Use `checkpoint_score_attr` with custom metric

How severe does this issue affect your experience of using Ray?

  • Medium: It contributes to significant difficulty to complete my task, but I can work around it.

USING RAY==1.8.0 (cannot upgrade for now)

I’m trying to use the checkpoint_score_attr param in tune.run() but I’m having some difficulties understanding when and how it works. From what I read, I should set checkpoint_score_attr=metric where metric is a key in dictionary returned by tune.run().results. How can I add things to this result dictionary?

Another question: how can I tell tune to look at the evaluation metric and not at the training one?

Hey @fedetask, can you share what your Trainable looks like?

In general, if you’re using a function Trainable then you can report the metric with tune.report(**kwargs).
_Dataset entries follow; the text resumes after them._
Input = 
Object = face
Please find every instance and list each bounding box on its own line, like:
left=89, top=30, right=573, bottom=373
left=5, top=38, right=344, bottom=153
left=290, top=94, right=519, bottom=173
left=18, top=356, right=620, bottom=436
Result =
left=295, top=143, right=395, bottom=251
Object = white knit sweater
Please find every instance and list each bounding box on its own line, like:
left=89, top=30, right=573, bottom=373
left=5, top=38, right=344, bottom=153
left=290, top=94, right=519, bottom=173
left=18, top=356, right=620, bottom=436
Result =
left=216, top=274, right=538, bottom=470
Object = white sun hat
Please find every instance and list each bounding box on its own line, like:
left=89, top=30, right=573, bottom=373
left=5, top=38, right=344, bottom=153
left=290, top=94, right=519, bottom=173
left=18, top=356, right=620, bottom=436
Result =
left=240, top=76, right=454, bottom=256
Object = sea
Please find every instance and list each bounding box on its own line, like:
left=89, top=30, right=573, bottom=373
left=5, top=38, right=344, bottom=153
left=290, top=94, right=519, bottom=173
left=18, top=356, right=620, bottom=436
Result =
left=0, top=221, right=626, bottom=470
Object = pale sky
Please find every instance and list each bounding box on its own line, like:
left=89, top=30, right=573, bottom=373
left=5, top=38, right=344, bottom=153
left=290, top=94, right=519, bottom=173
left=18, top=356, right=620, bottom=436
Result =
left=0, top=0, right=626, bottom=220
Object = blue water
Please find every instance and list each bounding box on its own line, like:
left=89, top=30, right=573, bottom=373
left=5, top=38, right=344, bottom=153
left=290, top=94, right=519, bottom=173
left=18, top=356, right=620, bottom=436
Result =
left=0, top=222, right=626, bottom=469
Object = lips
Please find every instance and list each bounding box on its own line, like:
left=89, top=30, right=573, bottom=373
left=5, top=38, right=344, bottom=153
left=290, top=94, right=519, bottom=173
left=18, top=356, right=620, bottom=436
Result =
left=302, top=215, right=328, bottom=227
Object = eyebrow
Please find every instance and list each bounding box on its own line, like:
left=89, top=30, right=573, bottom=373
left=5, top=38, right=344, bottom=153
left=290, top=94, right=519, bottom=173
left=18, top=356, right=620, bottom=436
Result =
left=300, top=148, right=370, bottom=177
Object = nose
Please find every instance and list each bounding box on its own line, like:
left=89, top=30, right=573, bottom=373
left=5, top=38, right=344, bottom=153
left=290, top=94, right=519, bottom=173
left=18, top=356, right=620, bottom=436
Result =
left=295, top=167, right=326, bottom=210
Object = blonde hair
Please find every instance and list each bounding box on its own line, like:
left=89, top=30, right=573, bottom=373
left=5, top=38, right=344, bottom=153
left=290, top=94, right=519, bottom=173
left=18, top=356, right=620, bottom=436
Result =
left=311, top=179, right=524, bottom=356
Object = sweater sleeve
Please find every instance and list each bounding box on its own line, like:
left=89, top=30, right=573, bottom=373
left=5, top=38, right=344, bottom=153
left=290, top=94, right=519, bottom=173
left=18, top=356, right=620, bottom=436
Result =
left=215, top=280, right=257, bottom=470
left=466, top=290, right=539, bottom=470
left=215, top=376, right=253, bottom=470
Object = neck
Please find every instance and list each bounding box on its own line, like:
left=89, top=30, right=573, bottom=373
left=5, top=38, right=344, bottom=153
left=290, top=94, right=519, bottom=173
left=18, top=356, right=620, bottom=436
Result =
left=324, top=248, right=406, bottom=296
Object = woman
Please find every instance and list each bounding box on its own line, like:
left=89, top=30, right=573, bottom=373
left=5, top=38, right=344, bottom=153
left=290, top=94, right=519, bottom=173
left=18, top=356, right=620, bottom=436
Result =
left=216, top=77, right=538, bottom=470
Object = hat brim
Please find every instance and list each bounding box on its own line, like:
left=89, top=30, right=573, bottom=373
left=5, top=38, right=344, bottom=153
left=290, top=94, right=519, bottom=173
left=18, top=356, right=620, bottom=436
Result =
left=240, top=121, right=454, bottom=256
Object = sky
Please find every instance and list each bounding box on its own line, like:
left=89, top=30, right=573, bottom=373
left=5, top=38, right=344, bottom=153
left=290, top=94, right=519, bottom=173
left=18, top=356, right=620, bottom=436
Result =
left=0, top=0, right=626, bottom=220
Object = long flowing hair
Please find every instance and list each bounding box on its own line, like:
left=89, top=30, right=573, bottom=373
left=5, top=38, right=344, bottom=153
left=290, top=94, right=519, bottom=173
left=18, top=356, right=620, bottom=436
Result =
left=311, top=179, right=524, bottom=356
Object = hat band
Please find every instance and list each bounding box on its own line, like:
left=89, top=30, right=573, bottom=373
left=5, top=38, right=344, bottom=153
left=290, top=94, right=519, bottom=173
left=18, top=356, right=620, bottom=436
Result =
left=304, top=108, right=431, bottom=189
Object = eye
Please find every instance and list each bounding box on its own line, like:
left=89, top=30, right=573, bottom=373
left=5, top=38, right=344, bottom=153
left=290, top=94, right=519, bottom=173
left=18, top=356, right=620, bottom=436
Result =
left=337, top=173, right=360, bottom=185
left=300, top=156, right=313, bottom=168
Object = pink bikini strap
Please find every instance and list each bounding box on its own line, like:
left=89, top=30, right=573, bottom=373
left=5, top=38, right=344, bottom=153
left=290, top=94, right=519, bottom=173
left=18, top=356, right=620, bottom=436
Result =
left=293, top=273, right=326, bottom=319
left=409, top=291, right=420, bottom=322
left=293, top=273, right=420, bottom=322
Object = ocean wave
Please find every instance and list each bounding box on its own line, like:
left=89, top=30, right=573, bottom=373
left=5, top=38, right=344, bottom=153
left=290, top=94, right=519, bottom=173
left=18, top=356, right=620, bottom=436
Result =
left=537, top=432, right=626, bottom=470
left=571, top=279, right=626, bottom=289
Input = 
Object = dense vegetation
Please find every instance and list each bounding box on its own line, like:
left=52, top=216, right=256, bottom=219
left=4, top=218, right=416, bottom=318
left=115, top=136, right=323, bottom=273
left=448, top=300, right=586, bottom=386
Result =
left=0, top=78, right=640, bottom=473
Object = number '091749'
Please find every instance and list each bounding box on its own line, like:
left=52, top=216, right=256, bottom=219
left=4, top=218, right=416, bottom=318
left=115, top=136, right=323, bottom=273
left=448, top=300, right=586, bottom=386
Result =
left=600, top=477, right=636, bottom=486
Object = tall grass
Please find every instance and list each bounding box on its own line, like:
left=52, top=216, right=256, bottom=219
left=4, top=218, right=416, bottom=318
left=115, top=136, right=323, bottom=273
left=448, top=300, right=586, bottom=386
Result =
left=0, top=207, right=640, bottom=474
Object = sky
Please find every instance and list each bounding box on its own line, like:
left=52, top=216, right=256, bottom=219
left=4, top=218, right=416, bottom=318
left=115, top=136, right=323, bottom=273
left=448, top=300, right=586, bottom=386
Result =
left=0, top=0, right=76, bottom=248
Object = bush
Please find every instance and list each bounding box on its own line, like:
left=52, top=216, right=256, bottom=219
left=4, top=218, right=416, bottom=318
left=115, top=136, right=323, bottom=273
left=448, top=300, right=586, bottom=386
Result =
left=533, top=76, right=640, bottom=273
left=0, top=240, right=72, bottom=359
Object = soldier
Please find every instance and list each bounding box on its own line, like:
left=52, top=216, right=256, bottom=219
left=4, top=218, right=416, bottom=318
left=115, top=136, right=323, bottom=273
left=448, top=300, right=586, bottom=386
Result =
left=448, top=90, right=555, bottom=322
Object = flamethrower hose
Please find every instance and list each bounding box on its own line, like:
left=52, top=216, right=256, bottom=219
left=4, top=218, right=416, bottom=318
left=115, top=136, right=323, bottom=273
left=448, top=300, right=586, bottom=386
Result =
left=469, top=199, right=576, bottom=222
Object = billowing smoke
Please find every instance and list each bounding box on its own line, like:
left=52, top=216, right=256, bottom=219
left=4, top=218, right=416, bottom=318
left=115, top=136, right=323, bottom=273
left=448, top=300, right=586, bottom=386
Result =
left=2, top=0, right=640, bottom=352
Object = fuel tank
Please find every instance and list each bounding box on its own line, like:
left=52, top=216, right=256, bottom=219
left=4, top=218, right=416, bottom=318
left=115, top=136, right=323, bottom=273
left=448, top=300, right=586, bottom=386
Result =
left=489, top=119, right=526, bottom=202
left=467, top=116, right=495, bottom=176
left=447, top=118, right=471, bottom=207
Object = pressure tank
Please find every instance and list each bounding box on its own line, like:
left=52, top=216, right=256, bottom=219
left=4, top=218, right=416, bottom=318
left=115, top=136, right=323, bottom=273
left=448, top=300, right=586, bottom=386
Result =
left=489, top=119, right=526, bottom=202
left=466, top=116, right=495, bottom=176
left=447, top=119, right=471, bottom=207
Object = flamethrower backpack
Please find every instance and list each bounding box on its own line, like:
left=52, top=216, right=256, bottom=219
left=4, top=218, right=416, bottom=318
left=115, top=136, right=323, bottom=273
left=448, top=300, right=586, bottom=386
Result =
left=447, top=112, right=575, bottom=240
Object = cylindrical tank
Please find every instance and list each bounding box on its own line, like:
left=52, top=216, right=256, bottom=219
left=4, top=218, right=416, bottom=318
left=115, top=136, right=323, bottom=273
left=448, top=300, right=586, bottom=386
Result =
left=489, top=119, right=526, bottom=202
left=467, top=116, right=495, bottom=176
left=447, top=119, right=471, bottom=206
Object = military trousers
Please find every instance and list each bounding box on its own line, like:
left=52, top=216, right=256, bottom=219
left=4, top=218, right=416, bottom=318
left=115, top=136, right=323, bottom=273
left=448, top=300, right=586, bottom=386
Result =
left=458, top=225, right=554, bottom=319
With this, you can pass in the evaluation metric, the training metric, or both!

Let me know if this documentation helps!

I should have specified, I’m using Tune to train RLlib agents. Therefore I do something like

config = {
    'callbacks': MyCallback,  # Computes useful metrics during training
    'evaluation_config': {
        'callbacks': MyEvaluationCallback  # Computes useful metrics in evaluation episodes
    }
}
tune.run(run_or_experiment=DQNTrainer, config=config)

(I skipped non-relevant configuration elements such as environment, stopping criteria, etc)

The metrics that I would like Tune to consider when keeping the best checkpoints are computed by MyEvaluationCallback, which looks like this

class MyEvaluationCallback:

   # ... other methods that save info in episode.user_data

    def on_episode_end(self,
                       *,
                       worker: RolloutWorker,
                       base_env: BaseEnv,
                       policies: Dict[PolicyID, Policy],
                       episode: MultiAgentEpisode,
                       env_index: Optional[int] = None,
                       **kwargs) -> None:
        episode.custom_metrics = # Useful metrics

Should I add a tune.report() call inside on_episode_end()?

Ah gotcha, in that case you should be able to store the (evaluation) metric as part of custom_metrics and then reference it forcheckpoint_score_attr.

See Callbacks and Custom Metrics for some more info and examples!